Pakistani and Afghan delegates tackle border instability.
The Pakistani leader had originally been due to attend the opening of the conference on Thursday, but withdrew, citing important engagements in Islamabad.
Dan Nolan, Al Jazeera’s correspondent in Afghanistan, said the Musharraf’s change of heart came after pressure from the the United States.
“The idea for the jirga came about at the White House between Bush, Karzai and Musharraf, and as a result, the US is interested in the outcome of the jirga,” he said.
About 700 Afghan and Pakistani tribal elders, religious clerics, parliamentarians and other figures – many from the troubled border area, are present at the jirga.
The four-day meeting aims to come up with a common approach to preventing al-Qaeda and Taliban activity, although analysts say it is unlikely to have much impact.
Fresh fighting across Afghanistan however has marred the ‘peace jirga’, leaving at least 45 people dead including a British soldier.
Taliban fighters ambushed a joint Afghan and Nato army convoy, sparking a battle that killed seven Afghan soldiers and 20 fighters, the defence ministry said.

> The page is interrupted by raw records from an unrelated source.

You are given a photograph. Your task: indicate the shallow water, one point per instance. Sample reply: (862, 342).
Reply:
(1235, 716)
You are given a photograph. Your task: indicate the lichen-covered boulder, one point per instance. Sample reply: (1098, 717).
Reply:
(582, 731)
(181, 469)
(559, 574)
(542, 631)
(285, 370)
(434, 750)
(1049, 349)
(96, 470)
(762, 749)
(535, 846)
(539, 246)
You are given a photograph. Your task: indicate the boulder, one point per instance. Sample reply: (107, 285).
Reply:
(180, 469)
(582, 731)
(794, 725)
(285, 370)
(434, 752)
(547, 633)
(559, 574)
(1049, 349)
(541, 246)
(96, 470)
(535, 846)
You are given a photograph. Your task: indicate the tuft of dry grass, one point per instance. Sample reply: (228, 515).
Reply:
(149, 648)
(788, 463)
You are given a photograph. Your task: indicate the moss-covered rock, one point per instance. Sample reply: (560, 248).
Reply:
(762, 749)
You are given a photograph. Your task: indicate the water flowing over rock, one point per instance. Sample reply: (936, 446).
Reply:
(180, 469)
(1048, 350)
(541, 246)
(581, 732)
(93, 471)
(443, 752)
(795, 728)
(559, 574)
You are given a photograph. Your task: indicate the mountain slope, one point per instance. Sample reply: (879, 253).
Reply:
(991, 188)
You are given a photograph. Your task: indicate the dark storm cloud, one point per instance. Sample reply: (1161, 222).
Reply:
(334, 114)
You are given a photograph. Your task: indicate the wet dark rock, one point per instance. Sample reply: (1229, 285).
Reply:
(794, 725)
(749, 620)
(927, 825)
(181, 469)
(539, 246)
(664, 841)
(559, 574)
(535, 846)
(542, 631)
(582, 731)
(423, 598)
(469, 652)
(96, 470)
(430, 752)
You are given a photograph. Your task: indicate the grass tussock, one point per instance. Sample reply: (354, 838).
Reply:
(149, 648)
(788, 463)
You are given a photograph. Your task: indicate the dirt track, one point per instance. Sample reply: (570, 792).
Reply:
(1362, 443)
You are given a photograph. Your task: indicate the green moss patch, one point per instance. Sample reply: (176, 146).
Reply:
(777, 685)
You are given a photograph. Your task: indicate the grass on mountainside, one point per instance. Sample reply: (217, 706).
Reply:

General Mohammad Zahir Azimi, an Afghan army spokesman, said: “The militants ambushed our convoy,” adding that the army called in Nato warplanes to bomb the fighters’ positions after the attack.
“We called in friendly forces’ air power. Seven Afghan soldiers were martyred in the ambush and 20 enemy elements were also killed.”
The latest death brings to 129 the number of international troops killed this year, according to an AFP count. More than 190 were killed last year.
About 50,000 international troops, more than half of them Americans, are deployed in Afghanistan.